If you happen to find a textbook from before the war (one which has escaped the fire), you may find elaborate theories about the racial strengths and weaknesses of various nationalities and even local variants within a country. For instance here in Norway, we had the long-skulls vs the round-skulls, these were regarded as separate races by some. It would have been funny if not for the tragedies that rode the same train.

Some said that Darwin did the ground work, Nietzsche drew the conclusions and Hitler carried them out. Whatever the truth of this, it became very politically uncorrect to mention the existence of genetic differences between people at all. That's not to say that everything suddenly changed. In some countries, there were still separate schools for black and white children, for instance. But this was more like a tradition - few if any dared to speak up with the old stories from before the war of how some humans were more evolved than other.

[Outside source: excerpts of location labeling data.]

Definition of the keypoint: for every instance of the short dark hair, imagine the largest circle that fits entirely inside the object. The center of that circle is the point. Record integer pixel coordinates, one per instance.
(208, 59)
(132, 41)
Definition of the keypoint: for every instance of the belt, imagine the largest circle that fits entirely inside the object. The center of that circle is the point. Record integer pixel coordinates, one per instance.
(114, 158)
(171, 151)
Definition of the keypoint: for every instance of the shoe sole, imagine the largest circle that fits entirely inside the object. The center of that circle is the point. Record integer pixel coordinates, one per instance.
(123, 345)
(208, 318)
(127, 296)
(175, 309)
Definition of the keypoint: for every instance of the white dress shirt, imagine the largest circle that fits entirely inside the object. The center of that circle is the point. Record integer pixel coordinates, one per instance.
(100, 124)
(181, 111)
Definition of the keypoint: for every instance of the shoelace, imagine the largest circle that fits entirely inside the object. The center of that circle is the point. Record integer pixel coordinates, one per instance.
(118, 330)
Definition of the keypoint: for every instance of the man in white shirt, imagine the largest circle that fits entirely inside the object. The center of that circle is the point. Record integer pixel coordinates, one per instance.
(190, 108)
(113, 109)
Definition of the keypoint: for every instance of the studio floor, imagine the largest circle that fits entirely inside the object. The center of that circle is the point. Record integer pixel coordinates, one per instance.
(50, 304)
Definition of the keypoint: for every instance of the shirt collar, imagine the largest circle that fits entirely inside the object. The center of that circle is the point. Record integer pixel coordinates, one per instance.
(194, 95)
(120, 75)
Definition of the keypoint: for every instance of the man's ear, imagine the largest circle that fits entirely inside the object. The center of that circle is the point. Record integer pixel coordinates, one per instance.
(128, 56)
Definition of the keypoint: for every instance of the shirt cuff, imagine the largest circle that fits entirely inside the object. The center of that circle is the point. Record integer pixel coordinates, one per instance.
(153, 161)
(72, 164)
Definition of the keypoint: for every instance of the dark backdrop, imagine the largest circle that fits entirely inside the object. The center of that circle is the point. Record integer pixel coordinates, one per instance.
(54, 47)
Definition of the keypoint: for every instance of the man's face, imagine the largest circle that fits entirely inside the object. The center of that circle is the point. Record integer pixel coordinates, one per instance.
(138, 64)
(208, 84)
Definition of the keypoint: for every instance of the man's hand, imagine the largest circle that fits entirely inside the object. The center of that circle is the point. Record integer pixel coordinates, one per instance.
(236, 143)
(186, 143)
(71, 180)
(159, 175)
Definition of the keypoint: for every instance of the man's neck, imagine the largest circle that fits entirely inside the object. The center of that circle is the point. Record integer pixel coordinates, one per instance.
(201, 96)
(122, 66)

It seems that particular line of thought ended in a bunker in Berlin in 1945.

***

And in August 1945, something new was born into the collective mind of humanity. On a beautiful summer morning in Japan, mankind's childhood ended in a flash of light brighter than the sun.

The energy of the atom, until recently barely inside the province of science fiction, was now in the hands of man. It spread rapidly - first the knowledge of making bombs, then later the knowledge of making electric power with the same force. The sheer amount of power was dazzling, and it seemed that humankind had made a leap forward. Now that this power source was available, we could do anything! Perhaps even travel to the moon ...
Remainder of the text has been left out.